First, you might consider using Jupyter Notebook through the HPC portal over https. Just log in with your ONID credentials, and select "Jupyter Notebook" from the "Interactive Apps. Then put in "conda" for a module to load (and also add "cuda" if you plan to reserve a GPU) then fill in the blanks with whatever time and resources you need. This will launch the Jupyter Notebook app on your browser with the resources you have reserved.
If however, you still require running Jupyter over ssh rather than https then follow the steps below:
1) from a submit node, request resources (e.g. 4 cpu cores and gpu if needed) using srun, e.g.:
srun -c 4 --gres=gpu:1 --pty bash
2) from your active srun session, load a conda module which has jupyter-notebook installed:
module load conda
Alternatively, you may activate your own conda instance or python virtual environment containing jupyter-notebook.
3) from your active srun session, launch Jupyter notebook without browser but using an open port like 8080:
jupyter notebook --no-browser --port=8080
4) from your laptop or desktop, set up an ssh tunnel, e.g.:
ssh -N -L 8080:localhost:8080 {onid}@compute-{hostname}.hpc.engr.oregonstate.edu
This part can be tricky. The hostname given in the "srun" session is an internal cluster name, so if accessing from outside the cluster that name must start with "compute-" (see FAQ #A.3 for details). So if your srun session is on dgx2-1 then you would use "compute-dgx2-1", but if your session is on cn-gpu5 then you would use "compute-gpu5".
5) after providing the credentials for your ssh tunnel, open a browser on your laptop or desktop to:
You should now have access to your Jupyter Notebook on the HPC cluster.
Yes. Matlab can make use of all the cores that you request on a single node, but if you need multiple workers over multiple nodes, you can try using Matlab Parallel Server using the following steps:
1) Launch Matlab 2021b on your Windows (or Mac or Linux) computer
2) Go to the "Add-Ons" icon, select "Get Add-Ons"
3) Within the Add-On Explorer, search for "Slurm". Select the "Parallel Computing Toolbox plugin for MATLAB Parallel Server with Slurm", and install that Add-On. You will be asked to authenticate to your Matlab account.

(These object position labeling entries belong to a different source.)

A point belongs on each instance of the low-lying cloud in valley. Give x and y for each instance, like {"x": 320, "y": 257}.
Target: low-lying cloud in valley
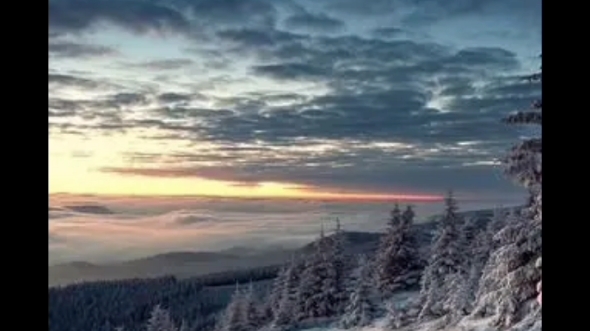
{"x": 140, "y": 227}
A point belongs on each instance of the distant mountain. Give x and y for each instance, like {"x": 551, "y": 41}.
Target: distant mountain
{"x": 190, "y": 264}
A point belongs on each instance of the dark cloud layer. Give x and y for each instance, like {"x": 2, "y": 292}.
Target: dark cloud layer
{"x": 70, "y": 49}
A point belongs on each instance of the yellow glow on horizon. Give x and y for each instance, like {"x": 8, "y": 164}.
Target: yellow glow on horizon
{"x": 72, "y": 174}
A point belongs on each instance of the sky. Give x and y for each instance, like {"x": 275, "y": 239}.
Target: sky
{"x": 375, "y": 99}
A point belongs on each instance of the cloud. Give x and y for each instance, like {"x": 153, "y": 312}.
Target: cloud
{"x": 241, "y": 91}
{"x": 168, "y": 64}
{"x": 314, "y": 22}
{"x": 73, "y": 16}
{"x": 69, "y": 49}
{"x": 152, "y": 225}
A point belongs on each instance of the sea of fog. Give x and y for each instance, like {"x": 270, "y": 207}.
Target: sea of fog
{"x": 115, "y": 230}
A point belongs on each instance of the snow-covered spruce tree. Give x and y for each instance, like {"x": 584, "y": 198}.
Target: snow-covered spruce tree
{"x": 288, "y": 304}
{"x": 397, "y": 263}
{"x": 183, "y": 326}
{"x": 252, "y": 319}
{"x": 234, "y": 316}
{"x": 507, "y": 288}
{"x": 160, "y": 320}
{"x": 446, "y": 259}
{"x": 462, "y": 285}
{"x": 320, "y": 294}
{"x": 339, "y": 268}
{"x": 361, "y": 308}
{"x": 276, "y": 292}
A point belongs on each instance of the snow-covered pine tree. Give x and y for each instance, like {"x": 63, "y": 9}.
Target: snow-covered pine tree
{"x": 463, "y": 283}
{"x": 445, "y": 260}
{"x": 160, "y": 320}
{"x": 319, "y": 289}
{"x": 288, "y": 306}
{"x": 508, "y": 284}
{"x": 459, "y": 299}
{"x": 183, "y": 326}
{"x": 253, "y": 319}
{"x": 312, "y": 296}
{"x": 361, "y": 308}
{"x": 338, "y": 269}
{"x": 276, "y": 292}
{"x": 397, "y": 263}
{"x": 234, "y": 316}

4) After installation has completed, you will be asked to configure this Add-On. Proceed with the following options:
Choose "non shared" profile.
ClusterHost = any HPC submit host, e.g. "submit-b.hpc.engr.oregonstate.edu" (other choices can be submit-a or submit-c)
RemoteJobStorageLocation = "/nfs/hpc/share/{onid} or "/nfs/hpc/share/{onid}/matlab"
Username = {onid}
5) After that, you can go to "Parallel" and select "Create and Manage Clusters" to further edit your profile, e.g. you can set NumWorkers and NumThreads.
6) Click "Done" to save changes, then validate your new profile. The validation may fail on the last step due to a name resolution error, but the Matlab job should still run.
At present, running Matlab Parallel Server in this way has some limitations. For more options, it may be better to run Matlab Parallel Server via command line directly on the cluster.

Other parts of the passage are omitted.